My mouth opens and closes like a goldfish. Is this guy serious?
“If I get into your car, would you stop your feminist rant?” I ask him seriously.
“Feminist’s honor,” He crosses his heart.
I get into his car and cross my arms in protest.
“So, where do you live female supremist?” he asks lightheartedly.
“You make me sound like a Nazi,” I grumble unhappily.
“Well fräulein, in which direction should I drive?” he asks with a fake German accent. Everything about this guy just really grates my nerves.
I point him in the direction of the only apartment complex in town, Grove Commons that rests in the middle of our small town. Most of the residents keep to themselves, which is perfect for Scott and me.
After the refusing to speak more than a couple of syllables, Brian asks me, “Why do you hate me?”
“I don’t hate you.” Not a total blatant lie. I just dislike the guy greatly.
“Well, you seem to have some form of negative feelings towards me.”
“You don’t really expect me to fall head over heals right after I met you, do you?” I say harshly.
“I don’t, but I also didn’t expect you to act so hostile at my every move either.”
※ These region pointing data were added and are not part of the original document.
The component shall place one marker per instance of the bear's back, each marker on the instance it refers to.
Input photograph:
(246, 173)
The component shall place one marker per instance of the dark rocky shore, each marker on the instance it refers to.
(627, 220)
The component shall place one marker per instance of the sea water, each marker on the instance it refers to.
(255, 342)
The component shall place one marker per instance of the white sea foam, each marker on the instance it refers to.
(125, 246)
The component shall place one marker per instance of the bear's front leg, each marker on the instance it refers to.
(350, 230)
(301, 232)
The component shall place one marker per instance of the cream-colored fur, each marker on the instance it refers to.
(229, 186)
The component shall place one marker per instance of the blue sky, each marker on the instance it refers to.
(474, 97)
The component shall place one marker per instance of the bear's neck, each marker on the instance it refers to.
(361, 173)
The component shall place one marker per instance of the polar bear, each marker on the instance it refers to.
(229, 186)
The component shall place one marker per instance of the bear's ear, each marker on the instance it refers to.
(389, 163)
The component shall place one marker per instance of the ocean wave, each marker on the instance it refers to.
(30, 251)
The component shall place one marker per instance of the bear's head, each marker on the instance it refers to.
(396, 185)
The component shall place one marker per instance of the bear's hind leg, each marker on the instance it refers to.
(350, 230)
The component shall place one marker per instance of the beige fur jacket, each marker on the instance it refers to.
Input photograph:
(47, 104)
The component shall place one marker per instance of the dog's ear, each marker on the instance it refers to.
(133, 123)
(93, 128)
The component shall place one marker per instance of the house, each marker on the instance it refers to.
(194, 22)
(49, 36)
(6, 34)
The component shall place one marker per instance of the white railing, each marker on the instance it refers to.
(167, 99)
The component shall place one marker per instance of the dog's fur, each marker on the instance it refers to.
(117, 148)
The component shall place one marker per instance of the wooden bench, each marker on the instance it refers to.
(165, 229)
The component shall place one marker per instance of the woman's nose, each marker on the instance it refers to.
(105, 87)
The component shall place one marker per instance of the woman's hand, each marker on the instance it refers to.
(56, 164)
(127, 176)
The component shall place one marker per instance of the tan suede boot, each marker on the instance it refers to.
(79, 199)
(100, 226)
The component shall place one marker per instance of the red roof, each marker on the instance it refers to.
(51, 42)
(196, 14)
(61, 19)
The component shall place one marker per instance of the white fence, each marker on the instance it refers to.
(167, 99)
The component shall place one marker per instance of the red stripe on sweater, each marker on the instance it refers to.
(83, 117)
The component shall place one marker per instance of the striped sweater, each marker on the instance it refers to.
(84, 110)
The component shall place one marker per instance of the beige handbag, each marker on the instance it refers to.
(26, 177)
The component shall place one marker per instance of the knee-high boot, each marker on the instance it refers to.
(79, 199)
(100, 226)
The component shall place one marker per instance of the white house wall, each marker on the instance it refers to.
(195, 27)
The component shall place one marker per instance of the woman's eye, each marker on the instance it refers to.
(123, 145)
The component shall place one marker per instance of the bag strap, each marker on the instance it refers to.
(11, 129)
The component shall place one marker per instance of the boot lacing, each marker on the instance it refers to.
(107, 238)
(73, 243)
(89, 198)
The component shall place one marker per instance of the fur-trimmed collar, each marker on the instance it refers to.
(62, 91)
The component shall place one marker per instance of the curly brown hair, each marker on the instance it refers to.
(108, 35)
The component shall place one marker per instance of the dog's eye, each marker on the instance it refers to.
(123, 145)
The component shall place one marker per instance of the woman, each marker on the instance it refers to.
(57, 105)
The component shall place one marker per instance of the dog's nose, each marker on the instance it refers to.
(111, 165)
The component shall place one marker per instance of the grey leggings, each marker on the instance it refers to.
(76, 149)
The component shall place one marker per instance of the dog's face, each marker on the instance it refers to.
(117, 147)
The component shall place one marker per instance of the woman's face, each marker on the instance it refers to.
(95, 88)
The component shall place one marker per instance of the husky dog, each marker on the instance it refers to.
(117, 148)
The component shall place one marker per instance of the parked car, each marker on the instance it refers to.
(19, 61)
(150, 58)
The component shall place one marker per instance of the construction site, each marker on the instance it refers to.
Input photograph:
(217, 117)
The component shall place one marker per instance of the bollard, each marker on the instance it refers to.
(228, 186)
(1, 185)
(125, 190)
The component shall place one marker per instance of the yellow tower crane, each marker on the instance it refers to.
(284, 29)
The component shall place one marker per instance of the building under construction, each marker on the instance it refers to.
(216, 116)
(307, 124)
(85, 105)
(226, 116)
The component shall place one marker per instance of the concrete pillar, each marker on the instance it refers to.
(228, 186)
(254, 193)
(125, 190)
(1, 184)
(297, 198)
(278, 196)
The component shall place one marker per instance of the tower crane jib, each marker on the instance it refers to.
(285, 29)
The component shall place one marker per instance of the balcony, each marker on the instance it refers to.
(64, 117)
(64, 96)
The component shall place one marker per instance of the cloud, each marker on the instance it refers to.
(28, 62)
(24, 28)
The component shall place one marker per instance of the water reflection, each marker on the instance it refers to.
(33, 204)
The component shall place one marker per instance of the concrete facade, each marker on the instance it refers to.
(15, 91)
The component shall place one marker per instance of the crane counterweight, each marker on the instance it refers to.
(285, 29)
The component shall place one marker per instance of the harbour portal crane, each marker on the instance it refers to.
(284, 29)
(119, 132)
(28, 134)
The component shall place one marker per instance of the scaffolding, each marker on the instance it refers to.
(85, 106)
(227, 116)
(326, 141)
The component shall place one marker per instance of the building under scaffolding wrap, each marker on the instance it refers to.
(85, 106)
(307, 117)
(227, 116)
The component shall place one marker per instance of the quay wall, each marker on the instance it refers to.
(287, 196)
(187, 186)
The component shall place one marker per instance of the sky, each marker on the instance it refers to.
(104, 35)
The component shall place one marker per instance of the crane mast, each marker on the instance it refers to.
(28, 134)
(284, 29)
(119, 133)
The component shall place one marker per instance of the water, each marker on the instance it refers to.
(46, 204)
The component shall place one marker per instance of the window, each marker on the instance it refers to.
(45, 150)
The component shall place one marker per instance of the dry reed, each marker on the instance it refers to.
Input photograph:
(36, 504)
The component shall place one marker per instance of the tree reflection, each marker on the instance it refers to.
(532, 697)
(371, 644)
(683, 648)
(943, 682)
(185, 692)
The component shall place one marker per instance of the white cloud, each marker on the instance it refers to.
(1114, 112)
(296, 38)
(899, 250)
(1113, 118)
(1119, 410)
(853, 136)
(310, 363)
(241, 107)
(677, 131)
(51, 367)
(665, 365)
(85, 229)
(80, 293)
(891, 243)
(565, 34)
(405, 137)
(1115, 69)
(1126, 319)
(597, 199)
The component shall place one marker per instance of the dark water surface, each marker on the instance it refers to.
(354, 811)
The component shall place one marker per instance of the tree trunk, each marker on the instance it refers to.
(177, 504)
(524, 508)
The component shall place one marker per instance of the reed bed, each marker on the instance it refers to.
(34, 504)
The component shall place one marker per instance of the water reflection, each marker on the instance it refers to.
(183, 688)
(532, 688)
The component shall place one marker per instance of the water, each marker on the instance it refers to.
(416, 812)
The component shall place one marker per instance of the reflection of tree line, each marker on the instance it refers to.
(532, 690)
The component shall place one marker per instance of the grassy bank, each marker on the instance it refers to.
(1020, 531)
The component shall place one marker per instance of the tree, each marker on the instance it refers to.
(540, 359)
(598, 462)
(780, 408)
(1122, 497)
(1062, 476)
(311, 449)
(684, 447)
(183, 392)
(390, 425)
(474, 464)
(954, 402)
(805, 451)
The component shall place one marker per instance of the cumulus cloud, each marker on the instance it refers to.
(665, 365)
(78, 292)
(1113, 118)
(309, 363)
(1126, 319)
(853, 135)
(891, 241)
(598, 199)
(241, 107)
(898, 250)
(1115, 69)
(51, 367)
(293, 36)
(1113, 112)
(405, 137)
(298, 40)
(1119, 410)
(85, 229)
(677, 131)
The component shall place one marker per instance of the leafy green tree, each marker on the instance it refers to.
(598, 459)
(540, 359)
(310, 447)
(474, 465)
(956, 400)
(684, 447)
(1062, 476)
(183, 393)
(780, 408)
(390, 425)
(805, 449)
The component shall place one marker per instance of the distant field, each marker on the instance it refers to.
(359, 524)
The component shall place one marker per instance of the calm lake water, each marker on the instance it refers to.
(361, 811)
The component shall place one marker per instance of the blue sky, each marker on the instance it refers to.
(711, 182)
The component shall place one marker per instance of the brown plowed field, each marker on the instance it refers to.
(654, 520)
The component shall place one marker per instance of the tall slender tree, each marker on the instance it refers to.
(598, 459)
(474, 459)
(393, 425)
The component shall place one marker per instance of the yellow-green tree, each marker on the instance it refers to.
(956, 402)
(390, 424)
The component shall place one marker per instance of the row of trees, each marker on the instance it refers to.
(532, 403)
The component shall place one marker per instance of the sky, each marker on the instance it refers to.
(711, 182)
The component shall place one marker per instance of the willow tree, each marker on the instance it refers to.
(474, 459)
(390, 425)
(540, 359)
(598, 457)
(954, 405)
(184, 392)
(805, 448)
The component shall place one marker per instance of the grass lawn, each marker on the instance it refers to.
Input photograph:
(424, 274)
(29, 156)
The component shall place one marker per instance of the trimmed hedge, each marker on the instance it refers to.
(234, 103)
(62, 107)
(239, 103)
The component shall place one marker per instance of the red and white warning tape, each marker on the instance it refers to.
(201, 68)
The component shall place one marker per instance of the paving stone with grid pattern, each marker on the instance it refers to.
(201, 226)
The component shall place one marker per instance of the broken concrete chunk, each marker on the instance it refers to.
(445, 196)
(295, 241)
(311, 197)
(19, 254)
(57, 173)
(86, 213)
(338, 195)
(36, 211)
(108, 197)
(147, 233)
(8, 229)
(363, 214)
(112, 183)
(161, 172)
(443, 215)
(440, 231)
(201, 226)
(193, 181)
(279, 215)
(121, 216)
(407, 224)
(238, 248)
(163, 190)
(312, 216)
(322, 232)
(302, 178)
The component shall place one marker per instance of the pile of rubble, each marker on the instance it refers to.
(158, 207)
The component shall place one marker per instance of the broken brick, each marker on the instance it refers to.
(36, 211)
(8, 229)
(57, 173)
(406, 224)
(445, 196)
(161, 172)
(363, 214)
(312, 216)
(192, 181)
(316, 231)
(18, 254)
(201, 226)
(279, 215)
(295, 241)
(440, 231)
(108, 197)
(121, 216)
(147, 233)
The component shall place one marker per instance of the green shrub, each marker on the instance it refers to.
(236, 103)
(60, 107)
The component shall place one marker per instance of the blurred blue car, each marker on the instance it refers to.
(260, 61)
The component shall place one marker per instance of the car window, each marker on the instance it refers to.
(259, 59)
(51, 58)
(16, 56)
“I have no idea what you’re talking about,” I say flustered.
“Feigning ignorance. Very cliché defense mechanism.”
I sputter like an idiot trying to figure out a response but find nothing.
“Are you usually this talkative?” I ask him amazed. I don’t know why, but I always imagined Brian Henderson to be that stereotypical jock who can’t say more than two words. In the past hour that I’ve interacted with him, I’ve discovered that he can drive someone absolutely nuts with his words.
“Well, to someone who’s been listening to me talk about myself for the past forty minutes, I guess I do come out as a Chatty Cathy. Well, you’re in luck cause it seems that we’ve arrived at our location,” he shifts the gears of his car to park.
“Thanks,” I grumble and open the door to leave this stifling car ride. The entire car ride has been filled with one-sided conversation. “I owe you one.”
“You really don’t owe me anything,” he says amusedly.
“I really don’t like to be in debt to others,” I open my umbrella to get out.
“You know, in this situation, you can just say a simple thank you,” he says with a cheeky smile.
“No need to patronize me,” my temper rises.
“Well?” he asks with a smug grin on his face.
“Thank you,” I say through grit teeth and slam the door close to his car.